Fred, como la protagonista nombró al narrador por la semblanza física que tenía con su hermano, quería querer a Holly y su jaula, dentro de los barrotes de cristal. “Si tuvieras dinero, me casaría contigo al instante. ¿Harías lo mismo?”, preguntó. “Al instante”, le respondió. “Por suerte, ninguno de los dos es rico”, zanjó ella. Lo mismo le sucedió a Fred cuando le dijo a Holly que estaba loco por ella. “¿Ah sí? Pues es usted un loco de remate”, fue su reacción.

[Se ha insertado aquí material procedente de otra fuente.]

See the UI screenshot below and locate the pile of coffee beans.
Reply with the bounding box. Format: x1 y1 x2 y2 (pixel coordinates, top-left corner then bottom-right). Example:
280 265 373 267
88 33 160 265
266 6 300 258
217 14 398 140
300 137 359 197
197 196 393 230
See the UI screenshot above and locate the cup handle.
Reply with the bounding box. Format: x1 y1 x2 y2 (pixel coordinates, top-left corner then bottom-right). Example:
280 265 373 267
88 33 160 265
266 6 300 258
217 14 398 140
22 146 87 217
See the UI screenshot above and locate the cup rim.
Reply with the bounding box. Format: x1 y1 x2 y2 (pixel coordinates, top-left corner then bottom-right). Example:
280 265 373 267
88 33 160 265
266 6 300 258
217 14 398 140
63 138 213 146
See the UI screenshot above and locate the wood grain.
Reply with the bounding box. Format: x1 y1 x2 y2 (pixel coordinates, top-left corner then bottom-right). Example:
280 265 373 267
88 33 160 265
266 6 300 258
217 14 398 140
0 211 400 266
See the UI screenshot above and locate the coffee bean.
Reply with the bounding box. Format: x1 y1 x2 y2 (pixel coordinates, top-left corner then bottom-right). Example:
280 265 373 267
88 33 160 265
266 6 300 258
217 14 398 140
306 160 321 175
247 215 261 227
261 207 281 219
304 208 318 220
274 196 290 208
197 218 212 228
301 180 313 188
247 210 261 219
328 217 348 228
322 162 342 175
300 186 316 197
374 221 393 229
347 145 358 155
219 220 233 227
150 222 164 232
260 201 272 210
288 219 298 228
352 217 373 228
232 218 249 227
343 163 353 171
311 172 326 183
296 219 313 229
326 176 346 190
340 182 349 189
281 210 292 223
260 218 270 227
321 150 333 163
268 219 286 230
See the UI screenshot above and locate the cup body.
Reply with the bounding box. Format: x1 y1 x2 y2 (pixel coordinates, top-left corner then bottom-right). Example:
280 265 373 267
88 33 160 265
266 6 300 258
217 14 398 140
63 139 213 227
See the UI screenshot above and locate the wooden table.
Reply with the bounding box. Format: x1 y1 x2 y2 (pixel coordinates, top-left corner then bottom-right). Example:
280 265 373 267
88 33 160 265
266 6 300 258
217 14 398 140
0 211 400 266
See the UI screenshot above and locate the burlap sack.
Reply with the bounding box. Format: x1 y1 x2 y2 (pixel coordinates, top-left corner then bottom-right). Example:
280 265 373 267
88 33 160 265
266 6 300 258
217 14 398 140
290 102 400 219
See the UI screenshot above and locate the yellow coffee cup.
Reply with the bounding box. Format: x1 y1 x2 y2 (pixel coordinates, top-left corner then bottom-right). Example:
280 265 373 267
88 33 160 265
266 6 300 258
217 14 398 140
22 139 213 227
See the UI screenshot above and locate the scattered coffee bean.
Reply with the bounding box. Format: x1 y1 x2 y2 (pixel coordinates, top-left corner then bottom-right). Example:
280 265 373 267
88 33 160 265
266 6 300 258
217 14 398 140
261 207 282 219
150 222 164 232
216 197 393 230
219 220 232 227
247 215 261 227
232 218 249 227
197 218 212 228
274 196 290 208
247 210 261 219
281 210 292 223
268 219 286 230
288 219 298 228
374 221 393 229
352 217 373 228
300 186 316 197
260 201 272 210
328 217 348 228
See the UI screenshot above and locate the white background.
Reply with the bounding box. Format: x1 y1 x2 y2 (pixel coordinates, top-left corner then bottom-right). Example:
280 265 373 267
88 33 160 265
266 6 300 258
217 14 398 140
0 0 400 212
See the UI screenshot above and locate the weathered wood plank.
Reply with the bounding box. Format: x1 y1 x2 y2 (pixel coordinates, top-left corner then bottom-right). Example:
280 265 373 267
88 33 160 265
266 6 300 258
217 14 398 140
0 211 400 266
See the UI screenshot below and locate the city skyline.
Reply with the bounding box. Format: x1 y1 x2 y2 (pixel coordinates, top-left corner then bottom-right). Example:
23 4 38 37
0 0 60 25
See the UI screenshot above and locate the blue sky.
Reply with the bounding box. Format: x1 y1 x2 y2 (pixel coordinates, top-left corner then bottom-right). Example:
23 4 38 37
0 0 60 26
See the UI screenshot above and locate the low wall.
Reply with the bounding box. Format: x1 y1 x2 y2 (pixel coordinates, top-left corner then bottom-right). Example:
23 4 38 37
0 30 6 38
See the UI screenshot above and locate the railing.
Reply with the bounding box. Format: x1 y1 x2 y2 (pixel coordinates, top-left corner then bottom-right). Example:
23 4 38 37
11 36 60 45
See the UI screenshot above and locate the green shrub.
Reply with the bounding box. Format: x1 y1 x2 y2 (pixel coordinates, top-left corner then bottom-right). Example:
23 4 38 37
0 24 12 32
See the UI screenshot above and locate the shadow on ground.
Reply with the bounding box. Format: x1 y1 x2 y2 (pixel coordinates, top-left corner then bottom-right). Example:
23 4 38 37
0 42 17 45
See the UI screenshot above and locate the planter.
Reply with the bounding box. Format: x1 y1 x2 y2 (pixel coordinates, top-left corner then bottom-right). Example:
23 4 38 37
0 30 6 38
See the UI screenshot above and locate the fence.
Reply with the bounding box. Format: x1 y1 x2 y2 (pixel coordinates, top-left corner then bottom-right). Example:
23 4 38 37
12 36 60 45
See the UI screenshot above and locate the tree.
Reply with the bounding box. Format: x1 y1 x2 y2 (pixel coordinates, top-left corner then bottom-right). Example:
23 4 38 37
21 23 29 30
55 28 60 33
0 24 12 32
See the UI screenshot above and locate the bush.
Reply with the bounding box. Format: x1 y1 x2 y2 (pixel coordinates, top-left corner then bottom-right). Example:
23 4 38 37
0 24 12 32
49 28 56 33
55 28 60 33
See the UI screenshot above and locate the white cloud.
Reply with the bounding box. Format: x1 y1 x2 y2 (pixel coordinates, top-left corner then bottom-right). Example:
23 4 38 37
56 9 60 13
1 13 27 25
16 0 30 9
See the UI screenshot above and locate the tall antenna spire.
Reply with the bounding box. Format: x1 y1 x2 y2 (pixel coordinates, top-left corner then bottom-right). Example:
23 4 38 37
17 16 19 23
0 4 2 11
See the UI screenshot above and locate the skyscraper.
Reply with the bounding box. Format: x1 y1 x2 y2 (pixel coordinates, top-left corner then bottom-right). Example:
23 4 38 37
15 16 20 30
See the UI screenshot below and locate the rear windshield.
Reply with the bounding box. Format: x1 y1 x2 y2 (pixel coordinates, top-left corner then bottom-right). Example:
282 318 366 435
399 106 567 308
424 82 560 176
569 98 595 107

Al final, lo que Truman Capote trataba decirnos iba mucho más allá de la Gran Manzana neoyorkina y la frivolidad que puede suponer Tiffany’s para todos aquellos que se toman demasiado en serio como para pensar que siguen la moda. Sin embargo, Holly Golightly solo es una careta para Lulamae Barnes, una joven de origen humilde que lidia con el trauma, la soledad y la depresión entre las excentricidades de la gran ciudad. Una mujer que no ha encontrado su lugar en el mundo, como ella misma afirma (por eso no le quiere poner nombre a su gato) y que, mientras lo descubre, tiene que aguantar a tipos insufribles para que le sustenten sus "viajes al tocador", todo un eufemismo para su profesión de escort.
Aun así, ella sabe lo que quiere y surfea los problemas de la vida creando su propio espejismo sobre los éxitos futuros. Y es que lo de desayunar en Tiffany’s no era un lujo, sino un arma de supervivencia. El autor nos hablaba de una personalidad atormentada de finales de mediados de siglo que se ha mantenido hasta día de hoy. La coraza que Capote definió está más presente en nuestro día a día de lo que pensamos. Todos somos un poco Holly, pero no debemos de dejar que nos limite.
No hablo con la intención de recomendar que aguantemos amores insolentes, que nos exijan, que nos maltraten, porque si estos llegan, Holly tiene una frase para darnos: “Se tardan exactamente cuatro segundos para ir de aquí a la puerta. Yo le doy dos”.
Dejemos que nos quieran. Que nos quieran bien. Abramos la coraza del pasado y que las cicatrices del tiempo se queden perennes, pero que no impidan el futuro. Porque lo mejor que tenemos es el amor que nos dan. No tratemos de rehuirlo. Seguid adelante. Que los que vengan urgen un poco en nosotros y no sufran lo que otros provocaron.
Y así, sin más, descubrí que a corazón abierto era una forma digna de vivir.